In other words, if you allocate a block of memory using using malloc(), then you can write data into it using array syntax (for example):
int* arr = (int *) malloc(sizeof(int) * 5);
for (int i=0; i<5; ++i)
arr[i] = i;
But you can't assign anything else directly to arr, or you lose the pointer to that block of memory. And when you allocate a block using malloc(), don't forget to delete it using free() when you don't need it anymore.
An array is not a pointer-to-integer; it's an array. An array name is said to "decay to a pointer" when you pass it as an argument to a function accepting a pointer as an argument, but they're not the same thing.
Regarding your last question: that's actually the difference between an array and a pointer-to-type: the compiler knows the size of an array, but it does not know the size of a block pointed to by an arbitrary pointer-to-type. The answer, unfortunately, is no.
But since you're writing C++, not C, you shouldn't use arrays anyway: use `std::vector'! They know their own length, plus they're expandable.
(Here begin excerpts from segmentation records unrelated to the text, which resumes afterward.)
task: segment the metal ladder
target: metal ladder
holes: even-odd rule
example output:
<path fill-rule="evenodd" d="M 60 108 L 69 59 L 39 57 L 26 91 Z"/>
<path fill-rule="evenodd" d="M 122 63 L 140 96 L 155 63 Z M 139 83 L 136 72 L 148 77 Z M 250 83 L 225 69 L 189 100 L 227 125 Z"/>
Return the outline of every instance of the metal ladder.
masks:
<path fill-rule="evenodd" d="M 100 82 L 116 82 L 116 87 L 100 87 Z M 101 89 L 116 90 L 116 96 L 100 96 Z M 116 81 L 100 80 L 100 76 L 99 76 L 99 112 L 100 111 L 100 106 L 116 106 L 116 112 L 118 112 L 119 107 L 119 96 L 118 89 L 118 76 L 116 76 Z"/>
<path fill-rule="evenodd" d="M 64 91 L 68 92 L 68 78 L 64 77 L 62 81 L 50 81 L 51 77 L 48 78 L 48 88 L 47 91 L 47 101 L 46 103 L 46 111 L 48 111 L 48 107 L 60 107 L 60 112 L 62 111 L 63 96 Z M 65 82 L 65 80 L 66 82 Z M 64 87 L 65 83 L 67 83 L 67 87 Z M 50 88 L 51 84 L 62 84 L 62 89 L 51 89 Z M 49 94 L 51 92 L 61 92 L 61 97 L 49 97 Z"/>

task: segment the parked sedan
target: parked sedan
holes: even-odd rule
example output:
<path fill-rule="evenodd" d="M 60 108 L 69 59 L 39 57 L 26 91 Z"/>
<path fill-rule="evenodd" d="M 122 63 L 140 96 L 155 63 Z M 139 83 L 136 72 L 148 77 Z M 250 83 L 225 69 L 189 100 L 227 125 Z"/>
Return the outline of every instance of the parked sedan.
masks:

When you say: ptr = {1,2,3,4,5}, you make ptr point to a memory in the data segment, where constant array {1,2,3,4,5} resides and thus you are leaking memory. If you want to initialize your memory, just after allocation, write: ptr[0]=1; ptr[1]=2; and so on. If you want to copy data, use memcpy.
The comma-separated list of values is a construct for initializing arrays. It's not suitable for initializing pointers to arrays. That's why you need that (int[]) - it tells gcc to create an unnamed array of integers that is initialized with the provided values.
gcc won't let you losing the information that arr is an array unless you really want to. That's why you need a cast. It's better that you declare arr as an array, not as a pointer. You can still pass it to the functions that accept a pointer. Yet gcc would not let you leak memory with malloc:
error: incompatible types when assigning to type ‘int[5]’ from type ‘void *’
If you want a variable that can be either an array or an pointer to allocated memory, create another variable for that. Better yet, create a function that accepts a pointer and pass it either an array or a pointer.